Subtle is good description for this tea. The liquor is very light green in colour, clear, like spring water, the smell reminds me of citrus fruits. The taste is sweet, again the slightly acidic, refreshing taste predominates. Fortunately for me, the fishy, sea smell sometimes found in Japanese tea is absent in this tea.
This tea isn’t really complex and it’s quite easy to ruin it into potato sweetness, but I still like it. Interesting experiment, I have to compare it with other karigane teas I have sampled.
28 January 2009
Two months after my last blog – not counting the one from Monday – Slovakia lost it’s currency, Slovak Crowns, the Euro has a new set of coins with Slovak symbols and we all try to be used to think on much, much lower scale. What was 1000 Crowns before now is 33 Euro. But we will live with it, somehow.
But let’s tea! I got 50 grams of this fine tea from local vendor, LongFeng (Dragon- Phoenix) maybe a year ago, just after the online store was opened. It’s a yellow tea harvested on spring of 2007 from Huo Shan, Anhui area, hand harvested and hand processed by most traditional methods.
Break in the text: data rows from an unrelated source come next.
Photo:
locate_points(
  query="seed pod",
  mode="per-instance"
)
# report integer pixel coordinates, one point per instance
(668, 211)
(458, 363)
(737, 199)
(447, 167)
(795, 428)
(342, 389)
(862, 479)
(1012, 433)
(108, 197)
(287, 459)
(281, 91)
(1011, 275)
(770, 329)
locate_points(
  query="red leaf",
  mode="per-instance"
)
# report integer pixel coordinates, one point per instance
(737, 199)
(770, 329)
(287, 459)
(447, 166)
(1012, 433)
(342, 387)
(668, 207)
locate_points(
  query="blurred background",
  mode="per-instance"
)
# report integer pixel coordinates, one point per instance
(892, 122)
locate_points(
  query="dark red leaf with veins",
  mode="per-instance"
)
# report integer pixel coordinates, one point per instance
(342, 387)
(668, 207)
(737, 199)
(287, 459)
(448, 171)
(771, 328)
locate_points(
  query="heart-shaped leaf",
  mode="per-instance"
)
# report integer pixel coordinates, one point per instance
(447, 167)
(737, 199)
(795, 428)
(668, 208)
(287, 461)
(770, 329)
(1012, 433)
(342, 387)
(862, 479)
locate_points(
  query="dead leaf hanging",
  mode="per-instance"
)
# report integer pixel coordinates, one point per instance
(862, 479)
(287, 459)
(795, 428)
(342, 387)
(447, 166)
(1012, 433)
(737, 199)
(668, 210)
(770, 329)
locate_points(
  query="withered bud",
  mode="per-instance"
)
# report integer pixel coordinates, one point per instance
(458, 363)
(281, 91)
The true yellow tea is quite scarce and hard to find, so I welcomed these charming little tea leaves. As seen on pictures (click to enlarge), the leaves are mostly buds and two-leaves-and-a-bud, some of them are quite hairy. On used leaves signs of slight fermentation are clearly visible. Durability is OK, I can squeeze 10 infusions from this tea with ease.
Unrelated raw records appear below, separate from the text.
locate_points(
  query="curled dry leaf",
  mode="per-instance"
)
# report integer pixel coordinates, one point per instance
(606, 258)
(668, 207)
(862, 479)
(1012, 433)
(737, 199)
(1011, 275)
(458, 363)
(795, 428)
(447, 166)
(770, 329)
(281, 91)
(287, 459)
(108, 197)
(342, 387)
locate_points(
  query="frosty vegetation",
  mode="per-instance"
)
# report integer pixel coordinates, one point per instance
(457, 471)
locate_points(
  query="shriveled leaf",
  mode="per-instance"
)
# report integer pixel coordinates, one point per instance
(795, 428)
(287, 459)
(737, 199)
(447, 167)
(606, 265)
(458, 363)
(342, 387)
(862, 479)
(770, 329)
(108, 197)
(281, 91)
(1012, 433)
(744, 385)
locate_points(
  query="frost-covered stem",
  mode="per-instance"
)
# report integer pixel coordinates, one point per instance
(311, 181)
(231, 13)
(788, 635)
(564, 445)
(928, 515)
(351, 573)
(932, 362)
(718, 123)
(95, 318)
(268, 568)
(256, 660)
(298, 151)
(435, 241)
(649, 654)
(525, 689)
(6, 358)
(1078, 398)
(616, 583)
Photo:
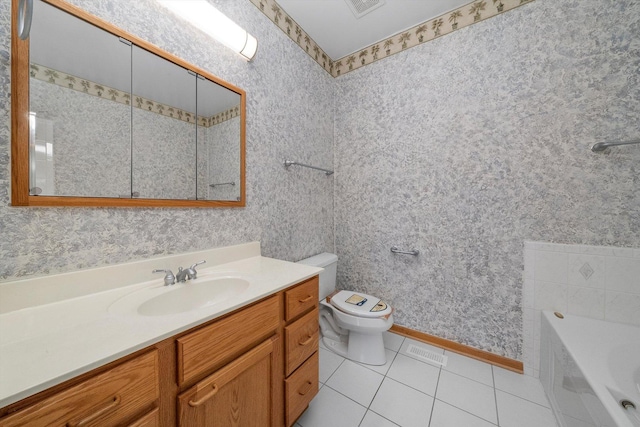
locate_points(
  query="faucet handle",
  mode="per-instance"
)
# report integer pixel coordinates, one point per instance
(169, 278)
(194, 273)
(197, 264)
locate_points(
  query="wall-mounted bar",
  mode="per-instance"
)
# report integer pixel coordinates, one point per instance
(222, 183)
(413, 252)
(288, 163)
(601, 146)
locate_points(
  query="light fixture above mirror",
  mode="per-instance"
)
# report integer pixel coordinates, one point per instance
(207, 18)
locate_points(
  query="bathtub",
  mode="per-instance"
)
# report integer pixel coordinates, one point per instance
(587, 367)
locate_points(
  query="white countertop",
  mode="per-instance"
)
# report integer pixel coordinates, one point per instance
(60, 338)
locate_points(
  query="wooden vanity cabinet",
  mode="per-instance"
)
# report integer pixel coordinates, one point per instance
(239, 394)
(302, 335)
(256, 366)
(119, 396)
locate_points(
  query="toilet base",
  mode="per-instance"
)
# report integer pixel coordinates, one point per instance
(362, 348)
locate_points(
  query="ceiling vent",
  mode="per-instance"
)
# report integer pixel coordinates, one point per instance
(362, 7)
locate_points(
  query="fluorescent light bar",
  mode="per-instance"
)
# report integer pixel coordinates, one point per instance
(207, 18)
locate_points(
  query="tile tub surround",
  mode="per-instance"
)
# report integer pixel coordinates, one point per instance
(465, 154)
(600, 282)
(289, 114)
(42, 337)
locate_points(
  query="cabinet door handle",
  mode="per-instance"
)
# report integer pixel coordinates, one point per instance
(305, 299)
(110, 406)
(307, 341)
(307, 388)
(195, 403)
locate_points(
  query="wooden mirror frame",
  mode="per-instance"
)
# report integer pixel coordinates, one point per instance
(20, 194)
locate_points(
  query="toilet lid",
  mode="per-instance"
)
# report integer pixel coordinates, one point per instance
(361, 305)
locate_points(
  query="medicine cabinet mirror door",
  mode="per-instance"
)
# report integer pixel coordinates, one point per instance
(79, 109)
(103, 118)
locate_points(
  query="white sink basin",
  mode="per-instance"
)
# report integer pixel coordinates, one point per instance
(181, 297)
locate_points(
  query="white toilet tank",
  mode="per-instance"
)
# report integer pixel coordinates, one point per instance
(328, 277)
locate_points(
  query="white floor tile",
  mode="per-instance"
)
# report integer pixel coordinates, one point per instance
(408, 341)
(468, 367)
(523, 386)
(356, 382)
(329, 362)
(392, 341)
(330, 408)
(371, 419)
(419, 375)
(445, 415)
(516, 412)
(468, 395)
(382, 369)
(402, 404)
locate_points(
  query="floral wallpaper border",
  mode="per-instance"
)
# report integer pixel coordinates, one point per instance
(291, 28)
(69, 81)
(461, 17)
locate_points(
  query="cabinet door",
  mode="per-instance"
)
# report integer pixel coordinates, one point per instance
(107, 399)
(240, 394)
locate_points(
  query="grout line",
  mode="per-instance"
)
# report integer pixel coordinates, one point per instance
(463, 410)
(435, 393)
(394, 423)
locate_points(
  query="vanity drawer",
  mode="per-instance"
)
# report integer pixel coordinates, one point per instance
(301, 298)
(151, 419)
(110, 398)
(301, 340)
(207, 348)
(300, 388)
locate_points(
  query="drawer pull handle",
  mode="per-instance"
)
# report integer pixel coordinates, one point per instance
(307, 388)
(195, 403)
(307, 299)
(110, 406)
(306, 342)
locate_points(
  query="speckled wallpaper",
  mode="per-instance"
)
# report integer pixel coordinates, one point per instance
(468, 145)
(289, 115)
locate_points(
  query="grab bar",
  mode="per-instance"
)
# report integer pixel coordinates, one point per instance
(222, 183)
(288, 163)
(413, 252)
(601, 146)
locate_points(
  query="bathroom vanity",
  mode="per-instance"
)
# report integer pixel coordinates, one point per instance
(247, 358)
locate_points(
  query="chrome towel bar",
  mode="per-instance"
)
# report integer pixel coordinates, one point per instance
(222, 183)
(413, 252)
(601, 146)
(288, 163)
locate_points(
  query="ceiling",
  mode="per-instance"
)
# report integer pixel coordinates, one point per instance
(337, 31)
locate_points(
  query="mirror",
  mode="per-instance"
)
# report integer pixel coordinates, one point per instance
(111, 120)
(218, 130)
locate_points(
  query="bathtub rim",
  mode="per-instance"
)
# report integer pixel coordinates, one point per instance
(575, 333)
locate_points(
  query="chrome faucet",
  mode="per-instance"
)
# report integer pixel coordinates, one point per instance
(169, 278)
(188, 273)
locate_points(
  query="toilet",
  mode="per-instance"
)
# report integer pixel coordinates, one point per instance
(351, 322)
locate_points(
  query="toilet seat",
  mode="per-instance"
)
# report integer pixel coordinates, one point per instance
(361, 305)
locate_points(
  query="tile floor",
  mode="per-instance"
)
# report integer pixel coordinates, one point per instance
(409, 392)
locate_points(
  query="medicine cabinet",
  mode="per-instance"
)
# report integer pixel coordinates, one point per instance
(103, 118)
I was worried about the potency of the tea, since I have it for more than a year now, but, fortunately, the tea was the same as I remembered.
I haven’t had a chance to drink yellow teas before, so I’m still puzzled about the taste and smell of this tea. I liked it from the first moment, but I was doubtful if it should taste like this. Because in pu-erh, for example, you can find tones of fruits, tobacco, camphor. In this tea – it’s bacon and baked potatoes. Really!!
I love this tea, drinking it on cold winter nights. Unfortunately, I have leaves enough only for one last session – but there are other tea adventures ahead.
26 January 2009
Even though I haven’t purchased tea for some time, I still check HouDeAsianArt regularly. And few days ago I noticed a new beeng from Chen-Guang-He Tang in stock.
I knew that wrapper, I see it somewhere before. But it took me some time to realize, that I have a beeng like this in my possession. Good beeng, by the way. I took a picture of this cake to remind you, how it looks like.
First beeng is produced by Chang Tai Tea Factory; the other one is made by Chen-Guang-He Tang, both being made in 2005. Could it be a coincidence?
Update: After MarshalNs comment I made some deeper research on connection between these two beengs. When I wrote this blog I believed, that there is no connection, they are separate products of Chang Tai tea Factory and Chen-Guang-He Tang Tea Factory. Later I learned, that the 1st Pu-Erh Trade beeng (bottom one) was produced under supervision of Mr. Chen Zhi Tong, owner of Chen Guang He Tang (top beeng). Still I did not expected him to use the same wrapper design on two such distinctive beengs.